Facioscapulohumeral muscular dystrophy (FSHD) mainly affects the face, shoulders and arms, but can progress to the lower limbs as well.

The muscles deteriorate in these areas, weakening them and making movement difficult.

Genetic roots

It is the third most common form of the condition, but scientists still do not fully understand its genetic roots.

Scientists had previously located a section on one of the cell chromosomes which appeared to be different in many sufferers.

However, the latest research, from the University of Massachusetts Medical School in Worcester, US, has found this difference appears to "create havoc" in the activity of several nearby genes.

However, a British expert suggests the likelihood of gene therapy for the illness is still some distance away.

The US team looked at the key region on the fourth chromosome.

They were looking for copies of a particular sequence of DNA called D4Z4.

People with FSHD seem to have fewer copies of this sequence in their genetic makeup - generally fewer than 11 - while unaffected people could have as many as 150.


This is a step forward towards gene therapy, but it doesn't get us there yet

Dr Philip Jardine, Institute of Child Health, Bristol
It appears the smaller the number of copies, the more severe the disease and the earlier it starts.

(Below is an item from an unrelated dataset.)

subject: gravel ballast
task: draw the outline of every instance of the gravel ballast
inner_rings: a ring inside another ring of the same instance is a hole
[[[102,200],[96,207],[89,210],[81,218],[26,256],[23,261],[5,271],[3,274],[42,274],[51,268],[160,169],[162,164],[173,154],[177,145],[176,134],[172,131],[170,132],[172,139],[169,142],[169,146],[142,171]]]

The researchers tried to uncover more information about how this region influences the way that muscles worked.

They found one part of this key DNA sequence appears to combine with a particular protein in the cell.

This protein seems to have the ability to suppress the activity of other genes.

The result of fewer D4Z4 sequences may be less ability to control the activity of these genes.

As they include a gene that triggers cell death when highly active, this could hold the key to the progressive decline of muscle cells in patients with this genetic structure.

Dr Rosella Tupler, who led the study, said: "This breakthrough is important scientifically, as it teaches us about novel ways genes can influence disease, which will someday help not only those people who suffer from FSHD, but hopefully, others as well."

However, she added that there may be other factors, such as other genes or environmental influences which could play a role.

'Holy grail'

The problem now is to convert this knowledge into a treatment of practical benefit to FSHD patients.

Gene therapy, to alter the bad genetic makeup of the muscle cells, is still in its infancy.

The Massachusetts scientists believe it may be possible to devise a treatment that mimics the protein and suppresses the activity of the genes.

At present, doctors can help FSHD patients with rehabilitation and occasionally operations to relieve the symptoms in their shoulders and arms.

Dr Philip Jardine, a paediatric neurologist from the Institute for Child Health in Bristol, said that gene therapy was the "Holy Grail", but unlikely to arrive soon.

He said: "This is a step forward towards gene therapy, but it doesn't get us there yet."